I must be friendly and supportive of establishing a cooperative relationship between the two groups, yet let it be known that the primary group does not exist to be in service to the subgroup. I will need a big dose of composure and lucky for me, composure is a skill that can be practiced and mastered. Officers in the Marines are taught a communication style called SMEAC: Situation, Mission, Execution, Administration and Command, which goes a long way in encouraging the development of composure and control when vital information must be communicated to others. Those who perfect the SMEAC communication format learn to use precise, carefully chosen words to clearly express their message. SMEAC is now taught at the Harvard Business School.
On our own, it is possible to learn a precise and concise speaking style through observation and rehearsal. Get started by identifying those whom you consider to be highly effective communicators. You are listening for well-chosen words that carry impact. Next, select the two or three points that you must make your audience understand and then refine the language you plan to use. Boil down, clarify and simplify your message. Practice your speech out loud and as well, pay attention to your tone of voice and speed of delivery.
SMEAC works best when we have the luxury of preparation time, when we are scheduled to deliver a presentation.

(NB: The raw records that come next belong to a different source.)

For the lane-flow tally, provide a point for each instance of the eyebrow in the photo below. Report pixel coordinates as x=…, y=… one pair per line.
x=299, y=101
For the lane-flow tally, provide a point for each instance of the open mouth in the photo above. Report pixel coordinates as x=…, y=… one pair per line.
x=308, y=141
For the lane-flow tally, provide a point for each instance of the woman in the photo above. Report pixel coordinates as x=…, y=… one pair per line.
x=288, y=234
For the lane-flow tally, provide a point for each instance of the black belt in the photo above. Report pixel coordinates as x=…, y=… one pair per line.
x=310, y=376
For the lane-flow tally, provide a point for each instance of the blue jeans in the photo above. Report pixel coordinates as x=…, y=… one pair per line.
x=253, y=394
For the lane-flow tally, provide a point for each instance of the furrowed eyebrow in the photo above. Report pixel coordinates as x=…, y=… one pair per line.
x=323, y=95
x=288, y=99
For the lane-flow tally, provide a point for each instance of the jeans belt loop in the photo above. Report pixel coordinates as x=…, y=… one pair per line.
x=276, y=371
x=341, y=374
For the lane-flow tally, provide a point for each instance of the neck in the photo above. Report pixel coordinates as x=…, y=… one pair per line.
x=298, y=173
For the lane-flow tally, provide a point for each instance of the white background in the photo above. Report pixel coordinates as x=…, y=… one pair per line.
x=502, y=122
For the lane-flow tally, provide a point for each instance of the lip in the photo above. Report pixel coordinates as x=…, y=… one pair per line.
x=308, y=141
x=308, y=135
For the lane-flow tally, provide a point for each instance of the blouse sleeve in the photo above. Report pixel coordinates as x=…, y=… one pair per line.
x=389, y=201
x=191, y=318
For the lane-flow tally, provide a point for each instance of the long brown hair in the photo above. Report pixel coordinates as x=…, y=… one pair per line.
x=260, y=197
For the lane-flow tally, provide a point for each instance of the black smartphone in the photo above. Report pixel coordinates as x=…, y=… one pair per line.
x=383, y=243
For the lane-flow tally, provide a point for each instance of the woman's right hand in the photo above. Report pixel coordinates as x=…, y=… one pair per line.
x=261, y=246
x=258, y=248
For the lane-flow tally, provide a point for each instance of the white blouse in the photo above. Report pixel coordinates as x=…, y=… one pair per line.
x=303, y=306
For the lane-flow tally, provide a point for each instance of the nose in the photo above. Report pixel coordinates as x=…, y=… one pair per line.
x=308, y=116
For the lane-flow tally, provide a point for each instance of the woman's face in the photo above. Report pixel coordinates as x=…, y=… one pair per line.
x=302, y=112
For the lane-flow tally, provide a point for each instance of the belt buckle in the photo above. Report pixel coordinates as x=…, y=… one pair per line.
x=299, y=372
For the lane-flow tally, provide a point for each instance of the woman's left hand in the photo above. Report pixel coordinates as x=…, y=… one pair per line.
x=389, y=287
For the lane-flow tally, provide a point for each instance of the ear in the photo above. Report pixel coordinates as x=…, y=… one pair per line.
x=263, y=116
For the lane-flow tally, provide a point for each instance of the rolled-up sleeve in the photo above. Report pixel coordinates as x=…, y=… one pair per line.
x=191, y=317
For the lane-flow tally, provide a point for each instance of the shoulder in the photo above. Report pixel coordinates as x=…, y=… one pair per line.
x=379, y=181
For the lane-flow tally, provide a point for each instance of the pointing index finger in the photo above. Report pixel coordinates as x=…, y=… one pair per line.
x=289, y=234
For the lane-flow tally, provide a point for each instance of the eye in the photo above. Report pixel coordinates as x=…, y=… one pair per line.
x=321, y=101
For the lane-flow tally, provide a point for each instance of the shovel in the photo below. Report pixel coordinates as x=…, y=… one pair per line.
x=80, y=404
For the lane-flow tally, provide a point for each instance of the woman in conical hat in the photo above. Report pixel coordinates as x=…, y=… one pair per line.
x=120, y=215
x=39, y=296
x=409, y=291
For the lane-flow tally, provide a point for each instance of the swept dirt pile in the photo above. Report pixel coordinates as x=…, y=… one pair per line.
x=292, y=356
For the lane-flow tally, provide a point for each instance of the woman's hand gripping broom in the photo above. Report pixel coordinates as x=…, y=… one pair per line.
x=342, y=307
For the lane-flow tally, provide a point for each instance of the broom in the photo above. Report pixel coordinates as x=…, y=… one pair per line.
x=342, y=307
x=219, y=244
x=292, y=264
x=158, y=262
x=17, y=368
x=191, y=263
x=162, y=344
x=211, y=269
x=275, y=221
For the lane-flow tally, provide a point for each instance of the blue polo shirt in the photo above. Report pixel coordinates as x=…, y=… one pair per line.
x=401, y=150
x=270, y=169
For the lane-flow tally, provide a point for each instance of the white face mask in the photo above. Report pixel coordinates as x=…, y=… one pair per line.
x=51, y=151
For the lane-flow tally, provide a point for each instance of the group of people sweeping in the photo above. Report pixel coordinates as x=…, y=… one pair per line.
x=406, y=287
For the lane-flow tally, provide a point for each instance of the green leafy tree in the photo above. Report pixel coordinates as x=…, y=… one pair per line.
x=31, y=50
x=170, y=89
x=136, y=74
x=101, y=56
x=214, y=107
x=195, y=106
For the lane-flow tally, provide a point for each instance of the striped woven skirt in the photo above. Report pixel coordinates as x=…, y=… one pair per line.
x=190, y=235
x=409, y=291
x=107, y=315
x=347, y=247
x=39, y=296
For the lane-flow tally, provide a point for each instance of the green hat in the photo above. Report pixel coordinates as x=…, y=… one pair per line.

If you must make your points from a meeting table rather than from a podium, the agenda will allow you to choose and rehearse the points that you’d like to get across.
How we speak is a combination of presentation style, word choice, tone, speed and cadence. Maintaining composure is essential when we must speak formally to an audience, particularly when the audience is unfamiliar or potentially hostile. SMEAC is an excellent communication technique that is especially suited for crisis communications or other high-pressure, high-stakes public speaking engagements.